Living with TECSA: Practical Tips
While you and your provider work through treatment optimization, there are several things you can do to support your therapy:
- Use your CPAP consistently. The data clearly shows that adherence is the single most important factor in TECSA resolution. Skipping nights resets the adaptation process.
- Track your data regularly. Import your SD card data into CPAP Clarity and watch the central apnea trend over weeks, not individual nights. Night-to-night variation is normal. The trajectory matters.

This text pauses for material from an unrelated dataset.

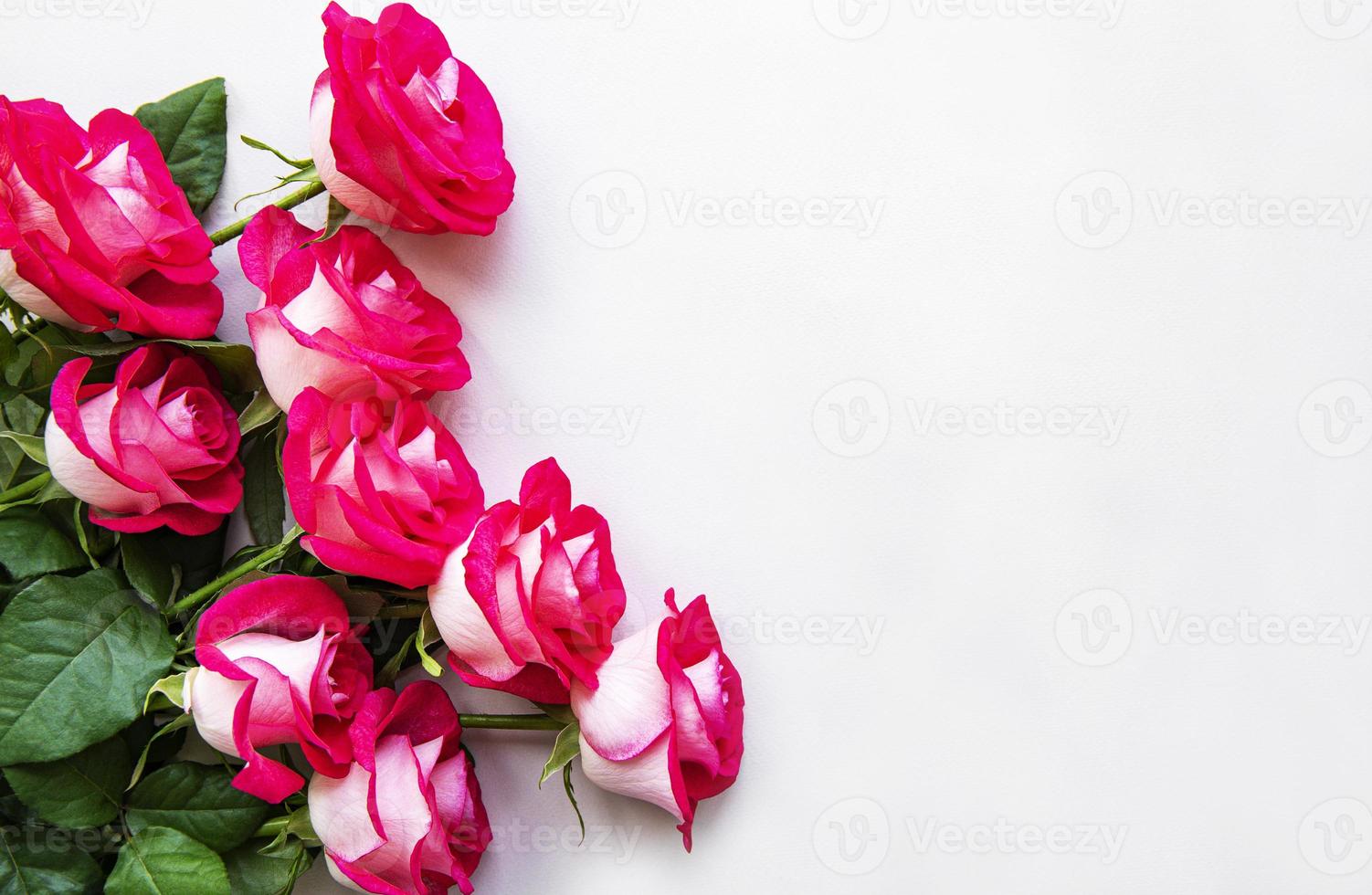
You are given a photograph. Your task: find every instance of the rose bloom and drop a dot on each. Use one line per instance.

- Avoid alcohol before bed. Alcohol destabilizes respiratory control and can worsen central apneas. Research supports avoiding alcohol for at least 3 to 4 hours before sleep.
- Discuss your medications with your provider. Opioids, benzodiazepines, and certain other medications can worsen central apneas. Never adjust medications on your own, but make sure your sleep physician knows your full medication list.
- Monitor your sleep position. If you notice more central events on nights when you sleep on your back, consider trying a contoured CPAP pillow (opens in new tab) that encourages side sleeping.
The Bottom Line
Treatment-emergent central sleep apnea is a common, well-documented response to starting CPAP therapy. It affects roughly 5 to 15% of new CPAP users. In the majority of cases, it resolves on its own within weeks to months as your body's respiratory control system adapts to efficient breathing without obstruction.
The most important thing you can do is track the trend. Use your CPAP data to monitor your central apnea index over time. If it is declining, you are on the right path. If it persists beyond 3 months, or if you have risk factors like heart disease or opioid use, bring your data to your sleep physician. Treatments like ASV and BiPAP ST are highly effective for persistent cases, and your detailed event data helps your provider choose the right approach.
Understanding what is happening in your body, and having the data to prove it, is one of the most powerful things you can do as an engaged CPAP user.